Washington — In its first week, an online petition aimed at revoking the federal tax exemption of People for the Ethical Treatment of Animals (PETA) has already attracted the support of more than 10,000 consumers. The nonprofit Center for Consumer Freedom (CCF) launched the petition and two national TV commercials on January 19, after learning that the U.S. Internal Revenue Service is investigating PETA at its Norfolk, VA headquarters. Since PETA pays no federal income taxes, American taxpayers provide the radical group with over $3 million in subsidies every year.
Despite its special tax status, PETA has given over $150,000 to criminal activists — including those convicted of arson, burglary, and attempted murder. And in 2001, PETA donated $1,500 to the North American Earth Liberation Front, an underground organization that the FBI classifies as a domestic terrorist group.

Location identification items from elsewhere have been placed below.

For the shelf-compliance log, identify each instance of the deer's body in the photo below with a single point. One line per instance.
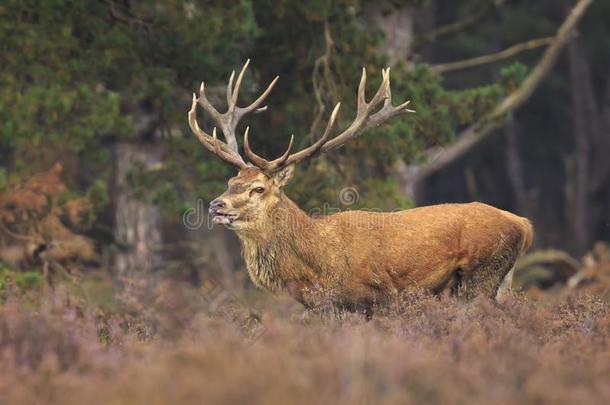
(356, 258)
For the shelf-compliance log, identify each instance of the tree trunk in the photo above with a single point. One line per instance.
(515, 168)
(585, 123)
(397, 27)
(137, 228)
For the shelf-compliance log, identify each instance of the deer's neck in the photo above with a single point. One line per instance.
(277, 255)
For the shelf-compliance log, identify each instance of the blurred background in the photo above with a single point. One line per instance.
(98, 166)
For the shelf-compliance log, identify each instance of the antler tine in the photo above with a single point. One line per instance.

“By bankrolling arsonists, PETA has failed the public’s trust,” said Center for Consumer Freedom director of research David Martosko. “Animal welfare is certainly worthy of the government’s support. But if PETA wants to pursue a violent approach to ‘total animal liberation,’ it shouldn’t be allowed to do it on the public’s dime.”

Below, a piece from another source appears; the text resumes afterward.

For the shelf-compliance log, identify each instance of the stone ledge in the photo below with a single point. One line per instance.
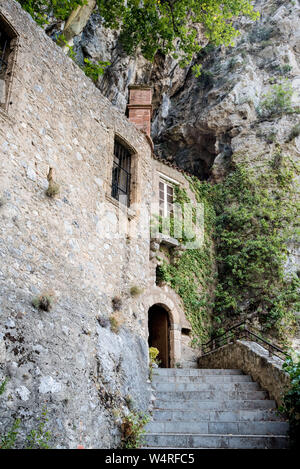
(252, 359)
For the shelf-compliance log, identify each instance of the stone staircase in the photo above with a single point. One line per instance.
(210, 408)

The first of CCF’s television ads features a young woman describing how she teaches her children to love and respect animals, but adds that PETA’s views go to extremes, and that condoning arson is the wrong message to send to children. The second ad reveals PETA’s opposition to animal testing for leukemia, multiple sclerosis and AIDS cures — and reports that PETA gave $70,000 to an arsonist who destroyed a research lab at Michigan State University in 1992.

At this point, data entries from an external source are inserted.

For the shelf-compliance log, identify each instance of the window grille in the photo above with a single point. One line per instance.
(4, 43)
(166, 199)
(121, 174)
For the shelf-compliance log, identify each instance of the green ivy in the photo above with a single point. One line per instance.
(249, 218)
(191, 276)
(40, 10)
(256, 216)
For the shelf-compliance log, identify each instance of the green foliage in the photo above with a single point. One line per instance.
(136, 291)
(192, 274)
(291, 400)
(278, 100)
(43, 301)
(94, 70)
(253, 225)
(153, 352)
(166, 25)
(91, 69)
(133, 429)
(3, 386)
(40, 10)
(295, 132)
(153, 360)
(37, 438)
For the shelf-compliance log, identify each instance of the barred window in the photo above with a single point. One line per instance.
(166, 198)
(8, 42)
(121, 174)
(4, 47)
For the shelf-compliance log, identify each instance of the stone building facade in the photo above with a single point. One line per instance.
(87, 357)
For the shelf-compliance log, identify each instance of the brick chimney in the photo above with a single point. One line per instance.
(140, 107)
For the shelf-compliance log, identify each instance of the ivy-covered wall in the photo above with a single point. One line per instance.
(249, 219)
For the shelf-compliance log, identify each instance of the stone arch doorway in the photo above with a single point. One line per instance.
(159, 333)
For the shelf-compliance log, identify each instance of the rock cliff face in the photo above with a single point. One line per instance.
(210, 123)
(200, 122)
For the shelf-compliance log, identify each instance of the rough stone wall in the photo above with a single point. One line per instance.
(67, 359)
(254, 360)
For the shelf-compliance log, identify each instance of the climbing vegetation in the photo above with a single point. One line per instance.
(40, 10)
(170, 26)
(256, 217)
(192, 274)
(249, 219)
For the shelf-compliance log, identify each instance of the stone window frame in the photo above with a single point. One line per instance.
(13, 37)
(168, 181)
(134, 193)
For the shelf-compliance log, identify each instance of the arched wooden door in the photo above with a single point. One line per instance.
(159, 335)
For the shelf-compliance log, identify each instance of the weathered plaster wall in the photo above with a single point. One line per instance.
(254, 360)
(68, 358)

“PETA supports domestic terrorism and fosters the development of animal-rights felons,” added Martosko. “Tax-exempt charities are supposed to conduct themselves in a lawful fashion, but PETA hasn’t lived up to its end of the bargain. The IRS is already investigating PETA, and it should definitely derail this radical group’s tax-free gravy train. It doesn’t deserve the sort of tax break enjoyed by churches and universities.”